Laila climbs a fence with murals on the other side

Espinoza climbs a fence that the City of El Paso put up around the only mural in the city about the feminicides. The neighborhood that the mural is in, Barrio Duranguito, as well as the neighborhood next to it, Segundo Barrio, are the two neighborhoods in the city that are “the oldest, most historic Latino barrios where immigrants live,” said Espinoza. (Photo courtesy of Laila Espinoza)

She also has a heavy heart when she sees how dehumanizing the border has become for so many people over the years, especially since President Trump took office in 2016.

“Two years ago when I crossed, I saw all the campsites at the border in Juárez, where asylum seekers from all over — Central and South America, the Caribbean — were living in tents. Children were living in, not even tents, but tarps and black plastic garbage bags cut flat, stretched and attached to the barbed wire fences that line the perimeter surrounding the spaces between the international bridges.”

She said the worst part has been hearing how members of her own family echo the negative stereotypes that the media repeats about asylum seekers.

“I see how the media has successfully pitted members of the Latin American community against one another, when we are all clearly just trying to survive in a part of a continent that has been sectioned off, exploited and outright depleted for and of its natural and human resources by the countries of the North who consider themselves superior.”

Now, Espinoza is using her experiences living at the border to help others find their own path to self-understanding, and learn that they deserve to heal from trauma.

Teaching others how to heal through art

From her home in El Paso, Texas, where she lives with her 9-year-old son, Nyanga, Espinoza recently started teaching art workshops online — something she loves to do. She hopes, through her art-making and in her workshops, that people will learn that healing is something we all have the power to create for ourselves.
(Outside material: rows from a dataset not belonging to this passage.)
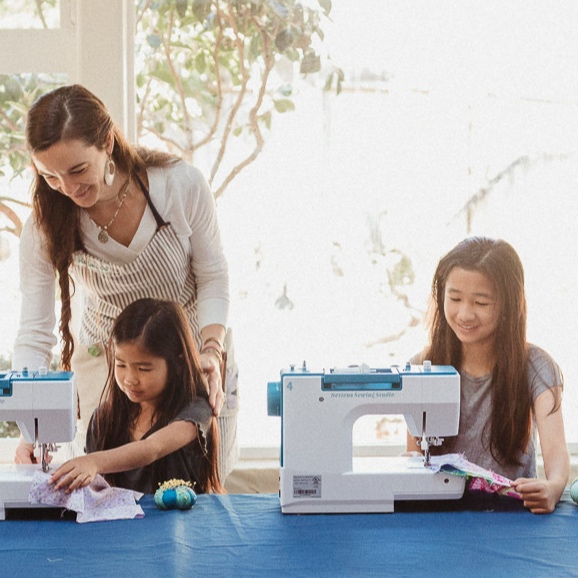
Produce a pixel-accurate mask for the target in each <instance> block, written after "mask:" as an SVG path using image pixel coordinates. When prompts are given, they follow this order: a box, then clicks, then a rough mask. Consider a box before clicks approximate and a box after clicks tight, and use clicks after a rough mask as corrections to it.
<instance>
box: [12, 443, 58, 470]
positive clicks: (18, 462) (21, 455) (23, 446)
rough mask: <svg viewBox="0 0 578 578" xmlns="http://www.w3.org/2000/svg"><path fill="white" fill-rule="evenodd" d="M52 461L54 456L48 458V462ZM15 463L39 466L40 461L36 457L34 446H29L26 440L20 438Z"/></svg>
mask: <svg viewBox="0 0 578 578" xmlns="http://www.w3.org/2000/svg"><path fill="white" fill-rule="evenodd" d="M51 459H52V456H48V461H50V460H51ZM14 463H15V464H37V463H38V460H37V459H36V456H35V455H34V445H33V444H29V443H28V442H27V441H25V440H24V438H20V441H19V442H18V446H17V447H16V451H15V453H14Z"/></svg>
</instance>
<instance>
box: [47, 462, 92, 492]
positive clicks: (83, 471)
mask: <svg viewBox="0 0 578 578" xmlns="http://www.w3.org/2000/svg"><path fill="white" fill-rule="evenodd" d="M97 474H98V468H97V465H96V462H95V460H94V459H93V456H91V455H90V454H89V455H87V456H79V457H78V458H73V459H72V460H69V461H68V462H65V463H64V464H62V465H61V466H60V467H59V468H58V469H57V470H56V471H55V472H54V473H53V474H52V476H50V483H51V484H54V489H55V490H64V491H65V492H66V493H67V494H70V492H72V491H74V490H78V489H79V488H85V487H86V486H89V485H90V484H91V483H92V481H93V480H94V478H95V477H96V475H97Z"/></svg>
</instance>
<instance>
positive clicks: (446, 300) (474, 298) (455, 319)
mask: <svg viewBox="0 0 578 578" xmlns="http://www.w3.org/2000/svg"><path fill="white" fill-rule="evenodd" d="M499 309H500V308H499V303H498V301H497V296H496V291H495V288H494V286H493V284H492V283H491V282H490V280H489V279H488V278H487V277H486V276H485V275H484V274H483V273H480V272H479V271H471V270H468V269H462V268H461V267H454V268H453V269H452V270H451V271H450V273H449V275H448V277H447V280H446V286H445V293H444V314H445V317H446V320H447V322H448V324H449V326H450V327H451V328H452V330H453V331H454V333H455V334H456V336H457V338H458V339H459V340H460V342H461V343H462V344H463V345H468V346H486V345H492V344H493V342H494V339H495V333H496V329H497V327H498V320H499Z"/></svg>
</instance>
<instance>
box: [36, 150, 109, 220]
mask: <svg viewBox="0 0 578 578" xmlns="http://www.w3.org/2000/svg"><path fill="white" fill-rule="evenodd" d="M107 160H108V154H107V152H106V151H104V150H100V149H97V148H96V147H94V146H87V145H86V144H85V143H83V142H82V141H78V140H72V141H61V142H58V143H56V144H54V145H52V146H51V147H50V148H48V149H46V150H45V151H41V152H36V153H35V154H34V155H33V156H32V162H33V163H34V166H35V167H36V170H37V171H38V174H39V175H40V176H41V177H42V178H43V179H44V180H45V181H46V183H47V184H48V186H49V187H50V188H52V189H54V190H55V191H58V192H59V193H61V194H63V195H66V196H67V197H69V198H70V199H71V200H72V201H73V202H74V203H75V204H76V205H78V206H79V207H82V208H85V209H86V208H89V207H92V206H94V205H95V204H96V203H98V202H100V201H106V200H109V198H110V197H111V191H110V187H107V185H105V183H104V171H105V164H106V161H107Z"/></svg>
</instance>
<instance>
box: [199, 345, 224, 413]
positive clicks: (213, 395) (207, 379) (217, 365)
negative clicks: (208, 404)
mask: <svg viewBox="0 0 578 578" xmlns="http://www.w3.org/2000/svg"><path fill="white" fill-rule="evenodd" d="M201 367H202V369H203V372H204V374H205V376H206V378H207V383H208V386H209V390H208V394H209V405H210V406H211V407H212V408H213V415H214V416H215V417H218V416H219V413H220V412H221V408H222V407H223V404H224V403H225V392H224V391H223V386H222V383H221V367H220V360H219V359H218V357H217V356H216V355H215V354H213V353H212V352H211V350H210V349H209V350H208V351H206V352H205V353H201Z"/></svg>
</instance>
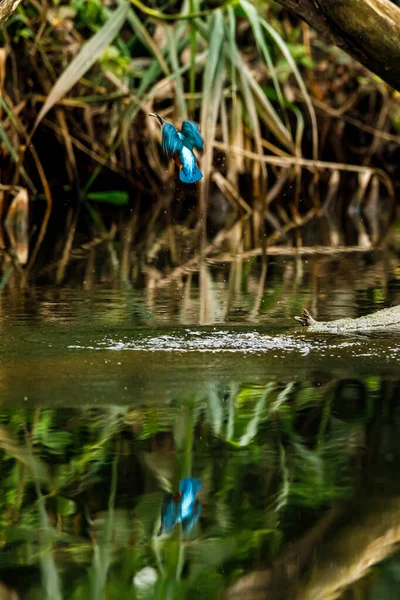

Laila and her son working on artwork on the floor

Espinoza and her son, Nyanga, work on art together in their home in El Paso, Texas. (Photo courtesy of Laila Espinoza)

“I want people to know that we have the power to heal from trauma,” she said. “It’s not something to be ashamed of. Mental illness, such as PTSD, which is so common … I want to be able to talk about it openly.

“I also want to be able to talk about our bodies — how we feel about our bodies, how we move in the street with our bodies, how we hide our bodies. I want to be able to talk about the consequences of the feminicides to women who are alive. We also suffer the impact. We also suffer in how we experience ourselves every single day in our bodies, in public.”

Laila blows out candles on a birthday cake

Espinoza celebrates her 40th birthday with her family in La Casa Verde. (Photo courtesy of Laila Espinoza)

On International Women’s Day this year, tens of thousands of mothers, families and allies filled the streets of Mexico City in a massive march to protest gender-based violence and inequality. Today, at least 10 women are murdered in Mexico every day, with 90% of the killings going unsolved, making it one of the most dangerous places in the world for girls and women.

Although her family isn’t ready to join the protestors, said Espinoza, she hopes that, someday, they’ll be ready to talk about their collective trauma — what they’ve lived through and continue to live through in a city they love. And, maybe, La Casa Verde, with its all-knowing walls, will help them find their way, one day sending them out into the streets to join in protest.